Closed bochen87 closed 6 years ago
Thanks for this issue. Maybe there is more code dependent on the old invalid index value than we thought. Could you please try with #82 (branch : fix/revertInvalidIndexToZero) ? This way we could be sure that it is indeed the new invalid index value causing your issue.
Really appreciate the fast reply! Will test out first thing tomorrow morning.
Does this issue appear consistently?
Yes, appears consistently. Seems to appear when fast moving dynamic objects appear.
@bochen87 When you evaluate the results of libnabo, it's important to use distance(i, j) != std::numeric_limits<float>::infinity
to check if you have a valid result. It seems you aren't doing this and thus use invalid results in your code.
@simonlynen I'm using the dynamic_mapper.cpp from https://github.com/ethz-asl/ethzasl_icp_mapping/tree/reintegrate/master_into_indigo_devel The GDB stack trace suggests that this code causes the problem: https://github.com/ethz-asl/ethzasl_icp_mapping/blob/ec96db832be5ad4cf95e2551ef33797903a39bbb/ethzasl_icp_mapper/src/dynamic_mapper.cpp#L847
could it be a fix to check whether
tmp_map.features.rows() > 1
Hi @bochen87 yes, from the code it makes sense that this has issues when you don't get readings from the sensors.
For instance here the check if the returned result is valid (i.e. non infinity) is missing; i.e. the code just always uses the results even if there are no points or none of the points falls within max-radius.
@simonlynen According to the stack trace posted by @bochen87 , the crash happens when executing create
and more specifically, when a Node is push_back
ed inside buildNodes
. Nonetheless, I agree with you that icp_mapper code should check for invalid results anyway. However, it seems that the crash is not related to the actual query of the kd-tree but building the tree itself, which indicates that these are separate issues.
@bochen87 An outside check is not needed as it is checked internally. Unfortunately, I cannot reproduce this bug with the provided tests. Would it be possible for you to provide input data that causes the crash?
@magehrig unfortunately, input data is pretty big - we're using velodyne VLP-16. I can try and record something maybe tonight or tomorrow. The crash happens pretty consistently, usually with faster moving objects in front of the vehicle, i.e. humans moving into closer range quickly or bicycles. If you have a setup with a velodyne, it should be easy to reproduce.

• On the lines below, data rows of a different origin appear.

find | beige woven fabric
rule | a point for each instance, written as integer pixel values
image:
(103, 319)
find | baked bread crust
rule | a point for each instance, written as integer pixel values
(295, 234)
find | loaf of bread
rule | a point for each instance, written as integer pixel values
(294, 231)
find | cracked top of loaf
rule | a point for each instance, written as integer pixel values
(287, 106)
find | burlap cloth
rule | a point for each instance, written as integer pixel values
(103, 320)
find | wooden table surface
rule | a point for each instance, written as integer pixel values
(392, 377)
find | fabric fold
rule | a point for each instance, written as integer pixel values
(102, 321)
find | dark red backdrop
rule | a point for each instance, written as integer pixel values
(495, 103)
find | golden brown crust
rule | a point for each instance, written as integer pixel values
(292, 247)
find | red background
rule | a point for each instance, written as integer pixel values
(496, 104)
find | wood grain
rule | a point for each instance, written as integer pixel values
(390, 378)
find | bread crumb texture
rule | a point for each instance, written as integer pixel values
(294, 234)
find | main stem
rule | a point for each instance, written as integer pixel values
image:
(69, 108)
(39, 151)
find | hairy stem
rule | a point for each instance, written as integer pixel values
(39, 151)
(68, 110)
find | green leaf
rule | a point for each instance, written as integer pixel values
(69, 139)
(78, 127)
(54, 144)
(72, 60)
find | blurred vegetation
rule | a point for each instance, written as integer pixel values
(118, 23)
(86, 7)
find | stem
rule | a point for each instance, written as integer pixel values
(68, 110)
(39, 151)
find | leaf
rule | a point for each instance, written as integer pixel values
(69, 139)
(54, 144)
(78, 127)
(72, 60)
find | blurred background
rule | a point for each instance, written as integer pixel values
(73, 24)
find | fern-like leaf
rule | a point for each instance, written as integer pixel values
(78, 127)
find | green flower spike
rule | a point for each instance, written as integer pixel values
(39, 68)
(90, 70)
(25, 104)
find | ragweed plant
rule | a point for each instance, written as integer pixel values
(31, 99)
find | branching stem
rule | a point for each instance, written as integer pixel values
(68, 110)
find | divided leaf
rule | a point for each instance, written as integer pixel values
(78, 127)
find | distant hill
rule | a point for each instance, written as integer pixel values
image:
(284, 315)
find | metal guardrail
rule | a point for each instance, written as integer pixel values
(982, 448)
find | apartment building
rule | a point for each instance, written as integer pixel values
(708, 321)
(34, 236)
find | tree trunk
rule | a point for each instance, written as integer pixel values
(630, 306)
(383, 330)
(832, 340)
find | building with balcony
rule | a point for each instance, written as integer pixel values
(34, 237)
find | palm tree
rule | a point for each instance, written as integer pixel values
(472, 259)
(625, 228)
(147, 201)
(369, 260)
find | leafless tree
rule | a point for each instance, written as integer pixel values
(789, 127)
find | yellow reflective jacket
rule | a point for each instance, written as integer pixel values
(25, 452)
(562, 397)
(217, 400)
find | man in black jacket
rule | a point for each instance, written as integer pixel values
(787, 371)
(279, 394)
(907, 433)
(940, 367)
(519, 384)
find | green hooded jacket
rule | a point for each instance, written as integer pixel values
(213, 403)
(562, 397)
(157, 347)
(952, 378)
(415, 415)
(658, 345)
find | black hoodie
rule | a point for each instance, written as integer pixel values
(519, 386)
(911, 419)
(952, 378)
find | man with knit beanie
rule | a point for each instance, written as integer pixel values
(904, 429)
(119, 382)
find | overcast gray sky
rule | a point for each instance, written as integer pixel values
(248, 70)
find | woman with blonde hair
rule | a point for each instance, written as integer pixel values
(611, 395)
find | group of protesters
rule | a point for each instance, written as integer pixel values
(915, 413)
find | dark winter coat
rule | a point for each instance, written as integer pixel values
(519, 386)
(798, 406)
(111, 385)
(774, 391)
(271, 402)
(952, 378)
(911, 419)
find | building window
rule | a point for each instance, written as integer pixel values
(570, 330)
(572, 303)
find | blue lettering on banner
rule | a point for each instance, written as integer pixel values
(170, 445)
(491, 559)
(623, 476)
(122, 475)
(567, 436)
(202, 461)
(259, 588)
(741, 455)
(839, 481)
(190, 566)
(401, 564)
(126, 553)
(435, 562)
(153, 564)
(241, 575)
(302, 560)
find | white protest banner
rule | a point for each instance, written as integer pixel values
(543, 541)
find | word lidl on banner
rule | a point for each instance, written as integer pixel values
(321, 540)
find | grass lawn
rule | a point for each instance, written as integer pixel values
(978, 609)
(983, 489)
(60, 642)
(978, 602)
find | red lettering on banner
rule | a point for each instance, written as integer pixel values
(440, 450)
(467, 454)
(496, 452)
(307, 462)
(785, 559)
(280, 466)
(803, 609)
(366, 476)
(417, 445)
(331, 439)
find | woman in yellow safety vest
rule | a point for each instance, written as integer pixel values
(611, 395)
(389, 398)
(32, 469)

@bochen87 I do not have the resources to record my own dataset. We only need the Eigen Matrix that causes the crash. You could use the ofstream class of the fstream header for a quick, although inefficient (not sure if feasible in your case) logging of the matrix:
{
std::ofstream file("tmp-map-features.txt");
if (file.is_open())
file << tmp_map.features;
}
If you put this in front of the create function, you should be able to retrieve the Eigen Matrix.
If you or somebody else has a better approach for debugging this, let me know.
Ok, thanks for providing this more efficient method! I'll try to record something tonight or tomorrow.
@magehrig , I agree, that could be the other position to call into NNS::create.
@bochen87 , if you do the instrumentation with the matrix dump, please do it at both positions.
If the suggested code happens to be too slow, you could use this answer's first function for a binary write : https://stackoverflow.com/a/25389481 (there is no need to put it in the Eigen
namespace. Any other should be fine). It should be much faster. (I assume you are working on x86-64 architecture? Then the binary data should be as easy for us to use.)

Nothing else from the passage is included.